Kornelius Podranski1, Kerrin J. Pine1, Timoteo Colnaghi2, Andreas Marek2, Patrick Scheibe1, Nico Scherf1,3, and Nikolaus Weiskopf1,4
1Neurophysics, Max Planck Institute for Human Cognitive and Brain Sciences, Leipzig, Germany, 2Max Planck Computing and Data Facility, Garching (Munich), Germany, 3Neural Data Science and Statistical Computing, Max Planck Institute for Human Cognitive and Brain Sciences, Leipzig, Germany, 4Felix Bloch Institute for Solid State Physics, Faculty of Physics and Earth Sciences, Leipzig University, Leipzig, Germany
Synopsis
Keywords: Machine Learning/Artificial Intelligence, Image Reconstruction, Brain
Approaches for accelerating multi-echo gradient
echo (ME-GRE) acquisitions as a basis for multi-parameter mapping
(MPM) were explored. Fully sampled ME-GRE data were retrospectively
undersampled to equispaced Cartesian, CAIPIRINHA and Poisson disc
patterns. Echoes were jointly reconstructed with the iterative ENLIVE
algorithm and the machine learning/artificial intelligence adapted
DeepcomplexMRI (DCMRI) approach. The approaches result in comparable
peak signal-to-noise ratio (PSNR) and structural similarity index
measure (SSIM), but show different types and different levels of
artifacts. The DCMRI approach promises fast reconstruction and
flexibility in the choice of undersampling patterns for ME-GRE
imaging in the future.
Introduction
The well-established approaches to speeding up
microstructural imaging using quantitative multi-parameter mapping
(MPM)1,2
rely on Cartesian undersampling.3
Image reconstruction of the underlying multi-echo gradient echo
(ME-GRE) data is performed echo by echo. Modern methods like
compressive sensing (CS)4
have already been successfully applied to MPM5,
but have not entered routine application nor addressed the multi-echo
aspect of the data.
This
study explores different k-space undersampling schemes, i.e.,
elliptical Poisson Disc CS4.
and CAIPIRINHA6,
in comparison to equispaced Cartesian. The performance of iterative
image reconstruction (ENLIVE)7
and machine learning based DeepcomplexMRI (DCMRI)8
on these datasets is evaluated.Methods
Fully sampled, 1mm isotropic resolution MPM datasets (a pair of PD- and T1-weighted 3D ME-GRE acquisitions with 8 equidistant echoes) were acquired on eleven healthy volunteers employing prospective motion correction at 3T (Connectom, Siemens Healthcare, Erlangen, Germany) with a 32-channel RF receive head coil.2,9 Fourier transform was applied in the readout direction, resulting in a stack of 2D k-space planes/slices. The resulting 2D k-space planes for each volume were processed separately, retrospectively undersampled and fed into the different reconstruction algorithms using all 8 echoes stacked together. The resulting images were combined with root sum of squares across RF coils and stacked back into a 3D volume. The dataset of one volunteer was held back for evaluation. Results were compared against root sum of squares coil combined fully sampled reference data in terms of peak signal-to-noise ratio (PSNR), structural similarity metrics (SSIM)10 and qualitative appearance. Voxel intensities of ENLIVE reconstructions were linearly scaled to best match the fully sampled reference.
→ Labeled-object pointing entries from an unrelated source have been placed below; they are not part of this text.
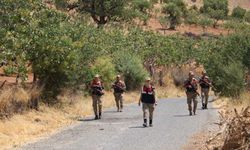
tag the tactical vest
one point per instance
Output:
(147, 95)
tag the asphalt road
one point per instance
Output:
(173, 127)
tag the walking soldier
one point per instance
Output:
(205, 84)
(97, 92)
(119, 88)
(148, 99)
(191, 91)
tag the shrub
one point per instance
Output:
(238, 12)
(228, 80)
(132, 69)
(216, 9)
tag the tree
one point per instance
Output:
(216, 9)
(174, 14)
(101, 11)
(175, 11)
(247, 16)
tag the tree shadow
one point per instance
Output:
(111, 111)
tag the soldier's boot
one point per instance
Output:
(145, 123)
(151, 123)
(100, 115)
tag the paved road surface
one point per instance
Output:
(123, 131)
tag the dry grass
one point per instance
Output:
(31, 125)
(13, 100)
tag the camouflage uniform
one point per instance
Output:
(97, 92)
(119, 88)
(148, 99)
(205, 84)
(191, 92)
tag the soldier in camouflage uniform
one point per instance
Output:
(97, 92)
(119, 88)
(205, 84)
(191, 91)
(148, 99)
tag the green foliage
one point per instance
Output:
(142, 9)
(132, 69)
(205, 22)
(174, 15)
(216, 9)
(238, 12)
(104, 67)
(247, 17)
(228, 80)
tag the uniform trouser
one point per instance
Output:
(192, 98)
(97, 104)
(119, 100)
(204, 95)
(148, 108)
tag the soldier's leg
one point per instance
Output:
(94, 104)
(121, 102)
(117, 101)
(206, 97)
(151, 113)
(145, 109)
(100, 106)
(189, 102)
(195, 102)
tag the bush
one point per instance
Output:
(247, 16)
(106, 69)
(132, 69)
(238, 12)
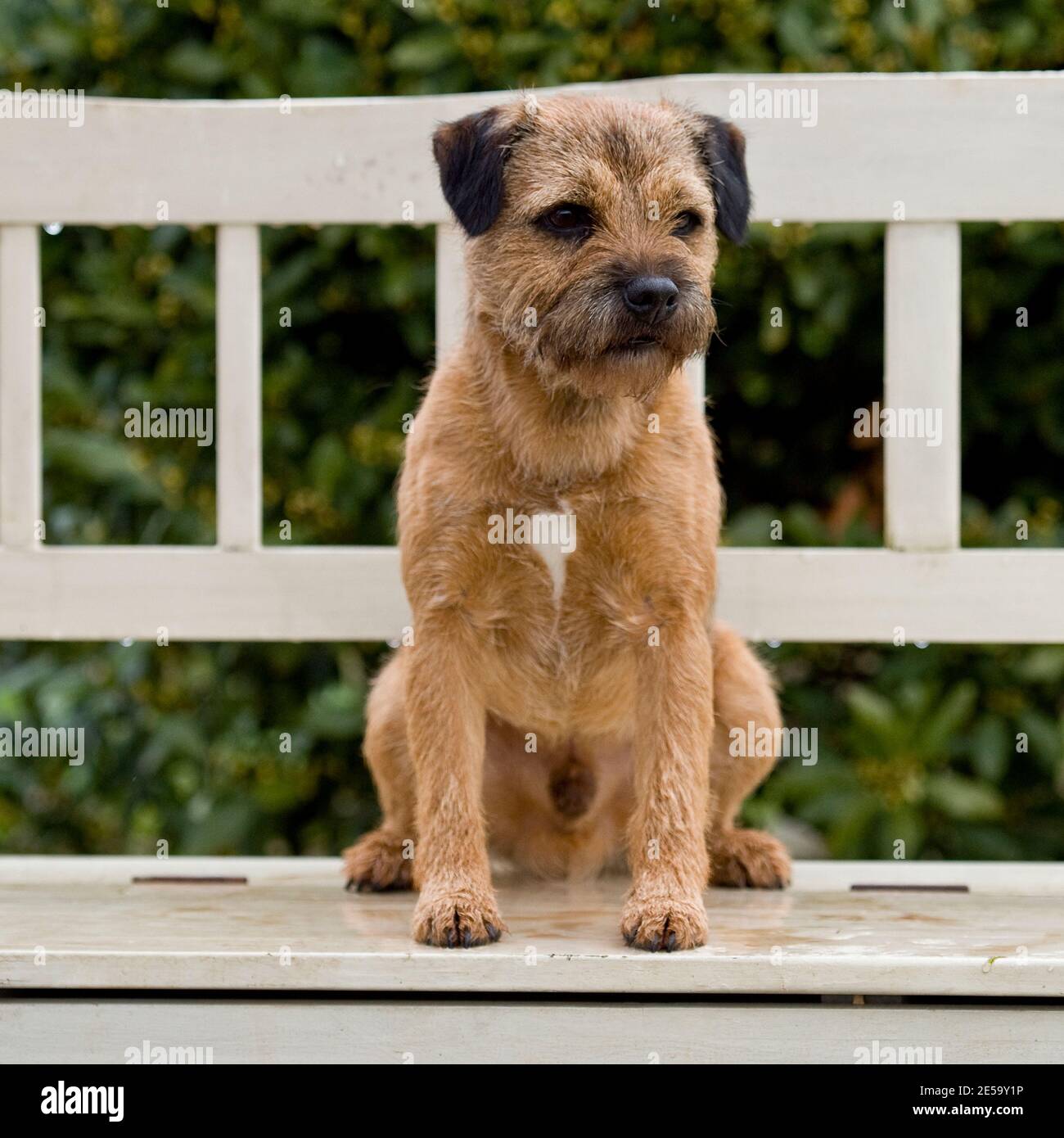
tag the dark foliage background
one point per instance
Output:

ENLIVE was applied using default parameters with
12 iterations in about 40 minutes per volume on 128 compute cores
when processing 32 planes in parallel using 4 cores each. DCMRI was
adapted to process all 8 echoes simultaneously by introducing an
additional input/output dimension and modifying the necessary data
preparation steps. The residual blocks were adjusted to use
convolutions with 64 output channels for the hidden states. The
training was performed separately for each sampling pattern employing
an accelerated High-Performance-Computing node with 4x NVIDIA A100
GPU (40 GB HBM2 memory) for about 12 hours each. Inference for
each volume was performed in less than 4 minutes on a single GPU.Results
In general, image quality was rather high even at
high acceleration factors (Fig. 1). Average PSNR and SSIM were
comparable between k-space schemes and reconstruction methods, with
PSNR= 36.4-45.8 dB and SSIM= 0.80-0.97. Higher acceleration resulted
in reduced PSNR and SSIM (Figs. 2a and 2b). DCMRI yielded higher SSIM
and PSNR than ENLIVE at lower acceleration but showed a steeper
decrease in SSIM with increasing acceleration than ENLIVE.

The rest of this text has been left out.